Facendo riferimento alle messe celebrate il Giovedì Santo da Papa Francesco, negli scorsi anni, in varie carceri, l’ispettore generale immagina il Papa, con la “sua tenerezza di Padre”, “spiritualmente e simbolicamente lavare ancora una volta i piedi scoraggiati e stanchi di uomini e donne soli, marchiati, ammalati, immigrati, poveri.
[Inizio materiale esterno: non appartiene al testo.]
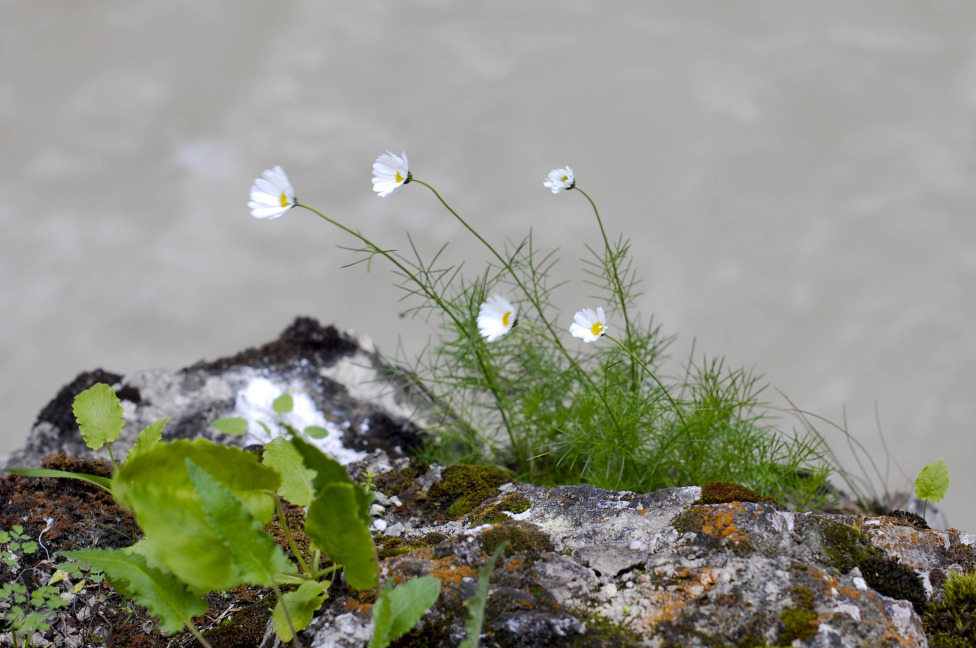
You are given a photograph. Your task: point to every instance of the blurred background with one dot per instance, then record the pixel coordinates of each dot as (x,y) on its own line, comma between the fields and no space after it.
(797,181)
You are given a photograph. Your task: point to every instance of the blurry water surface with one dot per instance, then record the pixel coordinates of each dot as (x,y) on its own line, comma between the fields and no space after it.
(797,181)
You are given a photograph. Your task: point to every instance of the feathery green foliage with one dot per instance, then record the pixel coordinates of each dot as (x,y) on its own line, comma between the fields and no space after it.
(553,411)
(398,609)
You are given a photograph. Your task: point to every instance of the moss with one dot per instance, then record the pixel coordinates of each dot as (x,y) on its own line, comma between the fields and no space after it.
(907,518)
(724,492)
(398,482)
(951,622)
(390,546)
(715,527)
(803,597)
(495,513)
(522,537)
(798,623)
(462,488)
(247,625)
(889,577)
(846,546)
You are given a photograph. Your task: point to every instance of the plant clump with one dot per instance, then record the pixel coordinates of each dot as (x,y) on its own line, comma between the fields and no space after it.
(496,513)
(722,492)
(464,487)
(951,622)
(887,576)
(520,537)
(846,545)
(801,620)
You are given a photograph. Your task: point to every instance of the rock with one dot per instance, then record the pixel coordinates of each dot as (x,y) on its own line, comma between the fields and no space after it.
(336,382)
(581,566)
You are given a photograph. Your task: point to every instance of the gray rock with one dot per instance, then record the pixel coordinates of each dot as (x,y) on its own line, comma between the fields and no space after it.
(584,566)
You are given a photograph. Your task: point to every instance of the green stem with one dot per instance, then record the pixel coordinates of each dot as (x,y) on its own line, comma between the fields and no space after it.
(531,297)
(199,637)
(284,525)
(618,286)
(432,295)
(664,389)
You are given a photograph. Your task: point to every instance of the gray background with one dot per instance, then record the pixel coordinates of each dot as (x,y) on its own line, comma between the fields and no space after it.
(797,180)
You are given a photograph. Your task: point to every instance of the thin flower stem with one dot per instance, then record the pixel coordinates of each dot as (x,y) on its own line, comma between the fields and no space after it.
(650,373)
(199,637)
(618,286)
(284,525)
(431,294)
(530,295)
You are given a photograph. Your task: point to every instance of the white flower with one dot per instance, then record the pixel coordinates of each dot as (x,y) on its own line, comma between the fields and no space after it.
(496,317)
(560,179)
(271,195)
(589,326)
(390,173)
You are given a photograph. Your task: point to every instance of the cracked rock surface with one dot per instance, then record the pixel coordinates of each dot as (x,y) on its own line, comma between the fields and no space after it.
(581,566)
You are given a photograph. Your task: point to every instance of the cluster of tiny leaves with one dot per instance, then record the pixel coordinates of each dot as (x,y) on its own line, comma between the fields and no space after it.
(203,508)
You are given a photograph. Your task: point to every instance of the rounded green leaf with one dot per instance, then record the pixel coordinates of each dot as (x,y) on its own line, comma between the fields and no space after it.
(296,479)
(99,415)
(157,487)
(932,482)
(283,404)
(398,609)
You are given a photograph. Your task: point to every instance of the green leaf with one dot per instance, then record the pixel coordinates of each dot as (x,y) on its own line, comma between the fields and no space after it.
(283,404)
(334,523)
(302,604)
(398,609)
(327,470)
(102,482)
(148,437)
(476,604)
(99,415)
(231,425)
(316,432)
(162,594)
(255,553)
(157,487)
(932,482)
(296,479)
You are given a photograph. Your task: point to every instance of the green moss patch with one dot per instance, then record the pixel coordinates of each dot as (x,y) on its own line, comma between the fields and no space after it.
(724,492)
(463,487)
(846,545)
(891,578)
(522,537)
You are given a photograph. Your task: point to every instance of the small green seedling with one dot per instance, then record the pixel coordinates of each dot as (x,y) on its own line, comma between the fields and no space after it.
(281,406)
(98,413)
(476,604)
(932,483)
(203,508)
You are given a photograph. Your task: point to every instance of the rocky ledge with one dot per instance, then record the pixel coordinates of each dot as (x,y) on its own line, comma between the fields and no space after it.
(709,565)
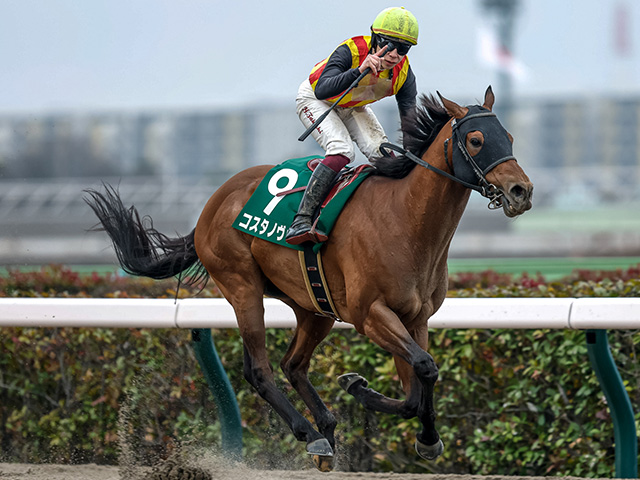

Essi sono il simbolo dell’umanità invisibile, emarginata e nascosta da una società egoista, globalizzata e concentrata sul benessere”.
In questi giorni difficili, afferma il sacerdote, le parole del Pontefice “portano conforto e tanta speranza anche ai molti operatori che prestano la loro opera e lavorano per la sicurezza affinché nelle carceri sia garantita indistintamente l’attenzione necessaria”.
L’ispettore nella lettera ricorda anche quanto sia il mondo delle carceri una realtà marginale: “Santo Padre, questa è la povertà nelle carceri!”. Ma, aggiunge, “ci sono ancora tanti altri poveri ‘sacramento di Gesù Cristo’ nelle celle della solitudine, frutto dello scarto di una società ripiegata su se stessa, che non possono essere difesi, non hanno mezzi, non hanno famiglia, non hanno casa e affollano inutilmente le nostre carceri. I carcerati sono i poveri nascosti, solo il cuore, l’amore e la misericordia possono renderli visibili ai nostri occhi”.